Vient le doux pendant charroi
de linge et de vêtements.
Mais malgré résolutions matinales, je manque de constance, m’éparpille en des riens et j’ai besoin pour l’antre, les formalités, mon moi, de me recentrer un peu et décide, égoïstement, de me déconnecter et me plonger dans le réel jusqu’au 12 ou au 13 mai je pense.

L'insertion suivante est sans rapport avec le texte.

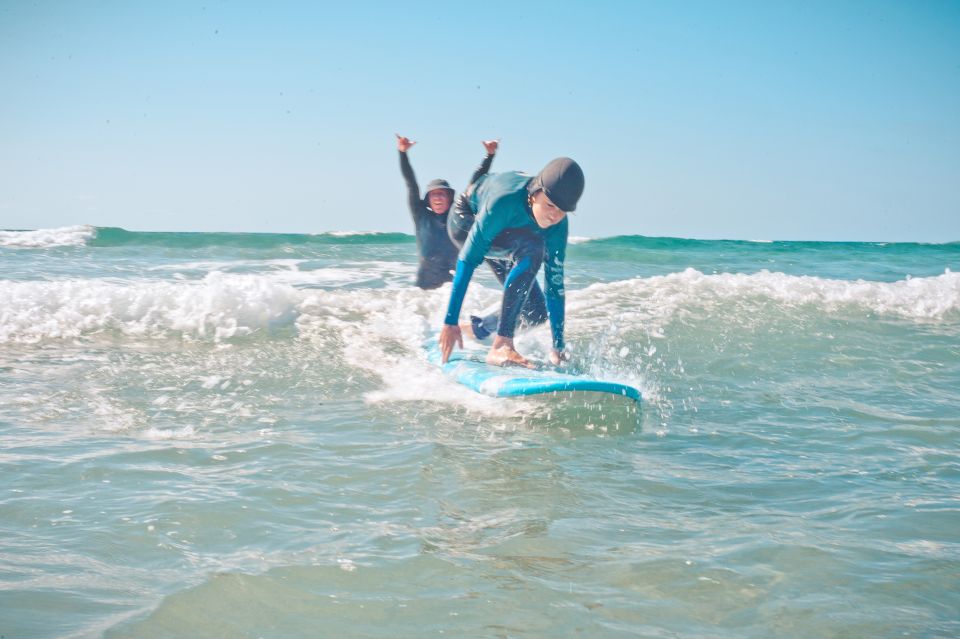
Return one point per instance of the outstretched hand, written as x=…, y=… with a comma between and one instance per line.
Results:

Du coup, vais être longue, prévenus êtes, et je recopie le #5, la fin de la première boucle de l’atelier en cours de François Bon
Quête d’un livre
Elle avait le goût des lectures à elle non destinées, si possible autorisées, sinon volées ou lues en cachette par morceaux désordonnés, et il y avait dans la cave du nouvel appartement au dessus de la dégringolade vers la rade cette caisse déclouée mais non entièrement vidée qu’elle avait découverte en descendant chercher, en tribu excitée mère et filles, dans la malle en bois de camphre, une ancienne tunique blanche brodée de perles, vestige de cérémonies anciennes pour en tirer un élément de déguisement | en fait le charme de ces retrouvailles avait fait que la tunique, intacte, avait été rangée soigneusement dans la penderie maternelle | caisse de livres qui n’avaient pas trouvé place dans le secrétaire, la petite vitrine du salon, ni dans le rayonnage plus intime de la chambre des parents, livres qui donc étaient sans doute confidents anciens du père et qui faisaient de cette caisse un aimant auquel elle cédait en lui rendant visites exploratoires dès que l’appartement était pour une durée prévisible en vacance d’autorités autres que celle de G3 (la troisième à porter ce nom partagé entre mère et « servantes » mais plus que ça, la moins importante ou la plus) l’indulgente chérie qui se gardait bien de ne pas accepter tout prétexte de sortie… visites qui s’étaient soldées par d’ennuyeuses déceptions jusqu’au moment où elle était tombée sur ce gros livre broché que les fouilles avaient déplacé et qui s’étalait, ouvert et aplati sur le fond, couverture absente et fils du dos en partie visibles, livre que, finalement, elle avait remonté dans sa chambre, installé derrière les chaussures en bas de l’armoire en pitchpin, qu’elle sortait de temps à autre pour assise sur son lit et un cahier prêt à le recouvrir, y picorer, fascinée par les premières pages incomplètes qui prétendaient chercher l’étymologie du mot désignant l’animal monstrueux, prétexte et héros de l’histoire tragique, ou par les pages qui se voulaient scientifiques, par certains chants de gaillard d’avant ou de chasse, par des envolées poétiques plus que par l’histoire et même la philosophie qui prétendait s’y deviner.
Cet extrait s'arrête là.